Santa Maria Immacolata all'Esquilino, Neugotische Kirche an der Via Emanuele Filiberto, Rom, Italien.
Santa Maria Immacolata all'Esquilino ist eine Kirche im Stil der Neugotik in der Nähe der Via Emanuele Filiberto in Rom. Das Innere ist durch drei Schiffe organisiert, die durch Säulen voneinander getrennt sind, und die Fassade wird von zwei niedrigen Glockentürmen flankiert.
Der Bau dieser Kirche begann 1896 und wurde 1914 abgeschlossen, wobei sie später von Kardinal Luigi Traglia geweiht wurde. Sie wurde ursprünglich für einen Orden von Mönchen errichtet, die Caritas-Brüder, auch als Bigi-Väter bekannt.
Das Eingangsportal zeigt ein detailliertes Mosaik der Unbefleckten Jungfrau mit einem Mantel voller Sterne, das katholische Symbole der Verehrung Mariens darstellt. Diese Darstellung ist für Besucher sofort erkennbar und zeigt die religiöse Bedeutung des Ortes für die Gemeinde.
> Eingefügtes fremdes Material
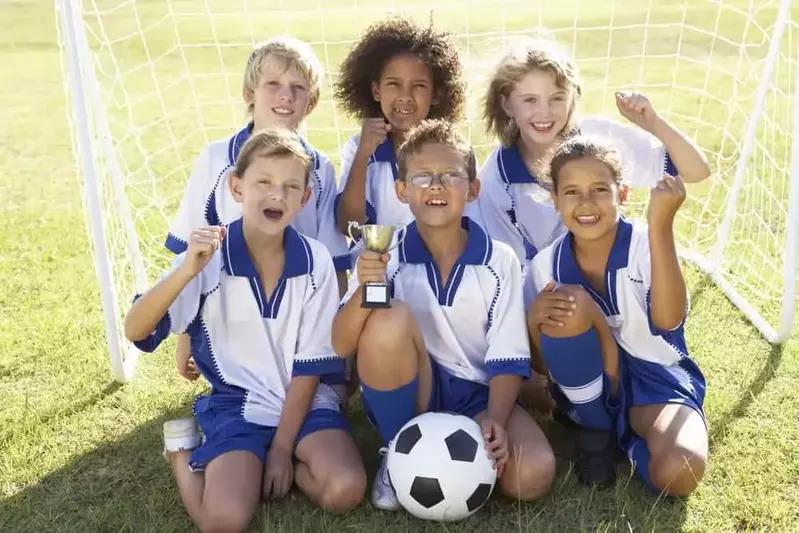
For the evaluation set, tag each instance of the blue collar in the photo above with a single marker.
(477, 252)
(566, 269)
(511, 166)
(298, 262)
(237, 141)
(384, 153)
Die Kirche befindet sich an der Via Emanuele Filiberto 137 und ist leicht mit der U-Bahn erreichbar. Der nächste U-Bahn-Eingang ist die Station Manzoni auf Linie B, und mehrere Busse fahren in der Nähe vorbei.
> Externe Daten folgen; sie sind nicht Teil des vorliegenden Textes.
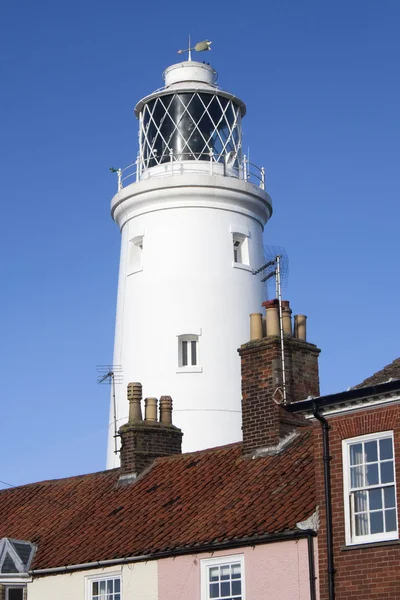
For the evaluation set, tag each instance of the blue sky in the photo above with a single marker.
(321, 85)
Dieses Bauwerk wurde ursprünglich von den Barmherzigen Brüdern erbaut, einem Orden, der sich der Pflege von Kranken widmete. Die Außenfassade wurde 2022 in einer umfassenden Renovierung von einem lachsrosa Ton zu leuchtendem Weiß umgestaltet, was dem Gebäude ein völlig neues Aussehen verlieh.